Prior to the third conversation about Liu’s wife’s duties, Tchao suspected Liu may be leaking information about Tri-Star’s suppliers to his wife. Tri-Star had experienced supply problems with several items and Tchao learned the competitor was receiving the problem items from a company that formerly supplied Tri-Star.

Tchao believed Liu had lied to him and sent him a letter of termination. The letter offered a salary continuance of four months if Liu agreed to a two-year non-competitive agreement. Liu did not accept the offer and filed for damages.

Liu claimed it was only after he was fired from Tri-Star that he found out his wife did more than accounting and administrative work and that they did not talk about their work when together. His wife testified similarly.

In deciding the case Justice Tysoe of the British Columbia Supreme Court noted that, as set out in McKinley v.
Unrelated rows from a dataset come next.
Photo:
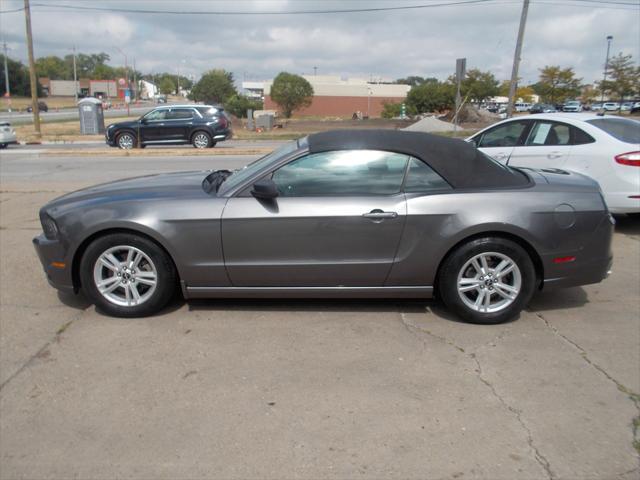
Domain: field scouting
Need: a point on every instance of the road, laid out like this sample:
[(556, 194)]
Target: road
[(22, 118), (308, 389)]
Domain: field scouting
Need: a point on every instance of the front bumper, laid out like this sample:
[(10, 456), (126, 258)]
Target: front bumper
[(52, 256)]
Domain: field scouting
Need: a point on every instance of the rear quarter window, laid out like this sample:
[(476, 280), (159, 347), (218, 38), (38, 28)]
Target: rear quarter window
[(623, 129)]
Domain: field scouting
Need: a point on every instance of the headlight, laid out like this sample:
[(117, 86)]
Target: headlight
[(49, 226)]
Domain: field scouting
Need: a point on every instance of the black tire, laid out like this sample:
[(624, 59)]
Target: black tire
[(157, 262), (494, 250), (201, 139), (126, 141)]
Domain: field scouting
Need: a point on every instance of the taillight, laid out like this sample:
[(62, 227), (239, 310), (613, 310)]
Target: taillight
[(629, 158)]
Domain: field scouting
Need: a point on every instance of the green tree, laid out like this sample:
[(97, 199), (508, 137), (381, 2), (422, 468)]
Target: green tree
[(623, 78), (479, 86), (214, 87), (18, 78), (291, 92), (167, 86), (557, 84), (238, 105), (431, 96)]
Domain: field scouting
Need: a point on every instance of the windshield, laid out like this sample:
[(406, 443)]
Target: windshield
[(241, 175), (623, 129)]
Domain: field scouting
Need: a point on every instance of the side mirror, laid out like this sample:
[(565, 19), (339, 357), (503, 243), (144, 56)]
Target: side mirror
[(265, 189)]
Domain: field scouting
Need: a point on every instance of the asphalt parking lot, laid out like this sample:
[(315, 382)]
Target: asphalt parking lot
[(305, 389)]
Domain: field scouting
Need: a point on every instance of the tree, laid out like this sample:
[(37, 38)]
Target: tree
[(431, 96), (291, 92), (215, 87), (239, 104), (18, 78), (557, 84), (623, 77), (167, 86)]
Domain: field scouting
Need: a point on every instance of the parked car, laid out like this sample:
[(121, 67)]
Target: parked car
[(349, 213), (522, 107), (603, 147), (610, 106), (572, 106), (542, 108), (42, 107), (199, 125), (7, 135)]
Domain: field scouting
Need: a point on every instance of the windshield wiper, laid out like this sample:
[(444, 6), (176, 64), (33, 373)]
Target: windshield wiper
[(213, 181)]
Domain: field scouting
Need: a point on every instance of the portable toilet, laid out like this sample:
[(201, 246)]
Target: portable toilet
[(91, 116)]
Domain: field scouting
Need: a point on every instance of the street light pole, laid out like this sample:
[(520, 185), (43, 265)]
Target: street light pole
[(516, 59), (126, 80), (7, 90), (606, 67), (32, 72), (75, 75)]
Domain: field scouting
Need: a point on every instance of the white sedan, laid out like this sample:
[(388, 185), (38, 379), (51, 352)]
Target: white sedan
[(7, 134), (606, 148)]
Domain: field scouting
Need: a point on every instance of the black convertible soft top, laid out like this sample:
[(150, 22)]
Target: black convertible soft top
[(459, 162)]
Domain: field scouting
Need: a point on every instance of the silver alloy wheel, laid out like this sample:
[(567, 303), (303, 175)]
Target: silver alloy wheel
[(489, 282), (125, 276), (201, 140), (125, 141)]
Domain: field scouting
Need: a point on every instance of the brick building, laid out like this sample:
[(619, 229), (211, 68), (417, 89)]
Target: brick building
[(334, 96)]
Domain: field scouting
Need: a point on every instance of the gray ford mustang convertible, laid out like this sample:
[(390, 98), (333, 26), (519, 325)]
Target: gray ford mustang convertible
[(338, 214)]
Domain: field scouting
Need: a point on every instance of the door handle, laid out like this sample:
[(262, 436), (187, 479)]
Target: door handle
[(378, 215)]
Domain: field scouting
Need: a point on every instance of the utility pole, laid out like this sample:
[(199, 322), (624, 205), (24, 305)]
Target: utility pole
[(516, 59), (75, 75), (606, 67), (7, 90), (32, 71)]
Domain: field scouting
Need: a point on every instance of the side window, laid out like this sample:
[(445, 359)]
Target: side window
[(549, 133), (342, 172), (179, 114), (421, 178), (506, 135), (580, 137), (156, 115)]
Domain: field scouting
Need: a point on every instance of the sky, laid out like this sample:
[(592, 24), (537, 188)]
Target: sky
[(377, 44)]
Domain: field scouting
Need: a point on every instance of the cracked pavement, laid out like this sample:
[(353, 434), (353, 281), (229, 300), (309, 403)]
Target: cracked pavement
[(305, 389)]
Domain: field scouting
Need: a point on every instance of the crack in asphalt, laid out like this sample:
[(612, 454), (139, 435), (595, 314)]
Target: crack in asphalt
[(537, 455), (39, 354), (633, 396)]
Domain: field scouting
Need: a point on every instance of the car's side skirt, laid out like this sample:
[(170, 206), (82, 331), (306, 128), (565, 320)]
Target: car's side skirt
[(308, 292)]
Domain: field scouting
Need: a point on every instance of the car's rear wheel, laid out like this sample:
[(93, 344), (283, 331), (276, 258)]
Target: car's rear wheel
[(487, 280), (201, 140), (126, 140), (127, 275)]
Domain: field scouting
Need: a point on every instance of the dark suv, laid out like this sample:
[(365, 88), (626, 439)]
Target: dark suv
[(200, 125)]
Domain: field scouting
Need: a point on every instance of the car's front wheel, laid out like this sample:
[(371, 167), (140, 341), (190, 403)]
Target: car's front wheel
[(126, 140), (201, 140), (487, 280), (127, 275)]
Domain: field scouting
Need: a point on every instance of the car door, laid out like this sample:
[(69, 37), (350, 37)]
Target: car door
[(498, 142), (178, 124), (150, 126), (337, 221), (548, 145)]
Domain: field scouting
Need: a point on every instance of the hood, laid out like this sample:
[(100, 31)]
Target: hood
[(161, 186)]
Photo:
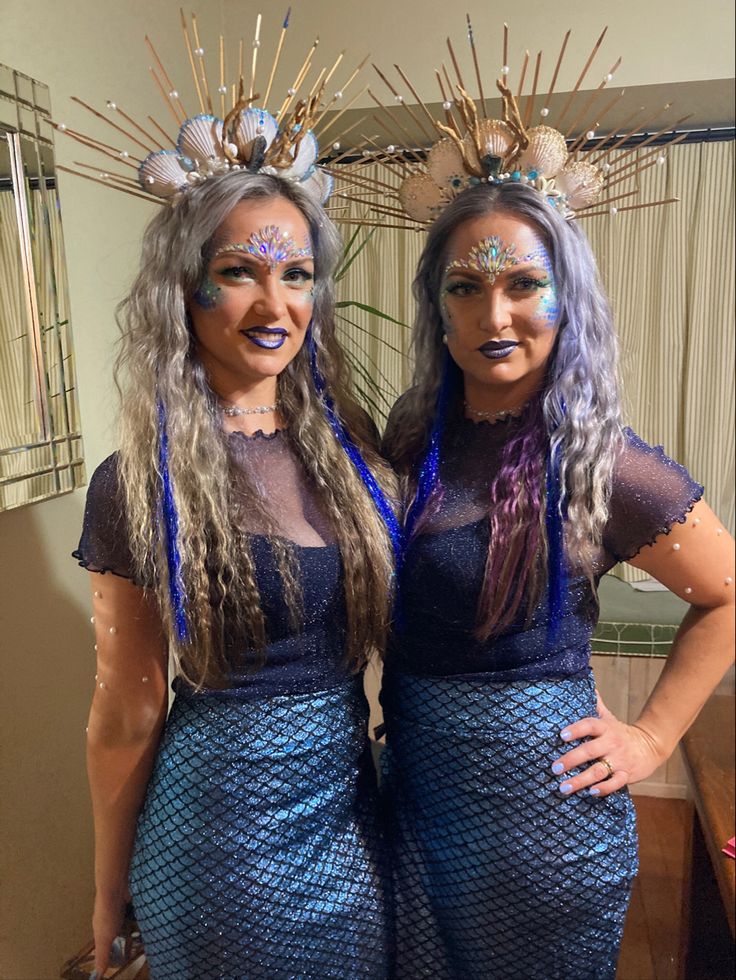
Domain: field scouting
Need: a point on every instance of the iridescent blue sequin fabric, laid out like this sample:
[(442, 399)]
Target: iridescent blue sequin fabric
[(257, 854), (498, 875)]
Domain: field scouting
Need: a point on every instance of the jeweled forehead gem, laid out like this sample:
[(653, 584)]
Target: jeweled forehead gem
[(490, 257), (271, 245)]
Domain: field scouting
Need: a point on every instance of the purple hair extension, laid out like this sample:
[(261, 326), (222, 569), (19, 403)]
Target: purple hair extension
[(515, 500)]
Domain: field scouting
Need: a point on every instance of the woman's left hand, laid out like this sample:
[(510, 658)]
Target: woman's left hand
[(629, 751)]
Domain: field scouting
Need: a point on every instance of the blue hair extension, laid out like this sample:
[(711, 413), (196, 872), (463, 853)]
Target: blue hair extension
[(378, 496), (429, 471), (170, 520), (557, 568)]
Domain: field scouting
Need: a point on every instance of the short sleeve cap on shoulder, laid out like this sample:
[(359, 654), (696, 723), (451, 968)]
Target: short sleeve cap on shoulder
[(650, 493), (104, 544)]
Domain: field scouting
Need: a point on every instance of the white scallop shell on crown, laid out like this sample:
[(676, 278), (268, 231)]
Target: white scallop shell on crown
[(254, 123), (421, 198), (305, 159), (581, 183), (546, 152), (200, 139), (445, 166), (495, 139), (161, 173), (319, 184)]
BC Tel, whether an employer is justified in firing an employee on the grounds of dishonesty depends on whether the dishonesty led to a breakdown in the employment relationship.

In this case the issue was whether Liu willfully told a lie to his boss and, if so, was the lie of sufficient impact to warrant termination.

The court found Liu did willfully lie about his wife’s duties. It is unlikely a husband and wife would not talk about their respective jobs, said Justice Tysoe. That they both volunteered during testimony they were very busy at night taking care of their young son, and with other family matters, suggests there was collusion between them.

In addition, the wife had gone to two trade shows in Taiwan in 2001 and 2002 and it’s implausible, ruled the court, if Liu still thought her to be doing bookkeeping, that he’d not ask her why she was sent.

“Mr. Liu’s lie was not a minor or a trivial one,” said Justice Tysoe. “He lied to the president… about a conflict of interest involving a competitor.”

Liu knew the matter was important because he’d been asked about it twice before.“Mr. Liu breached the faith inherent in the work relationship and provided just cause for his dismissal by Tri-Star.”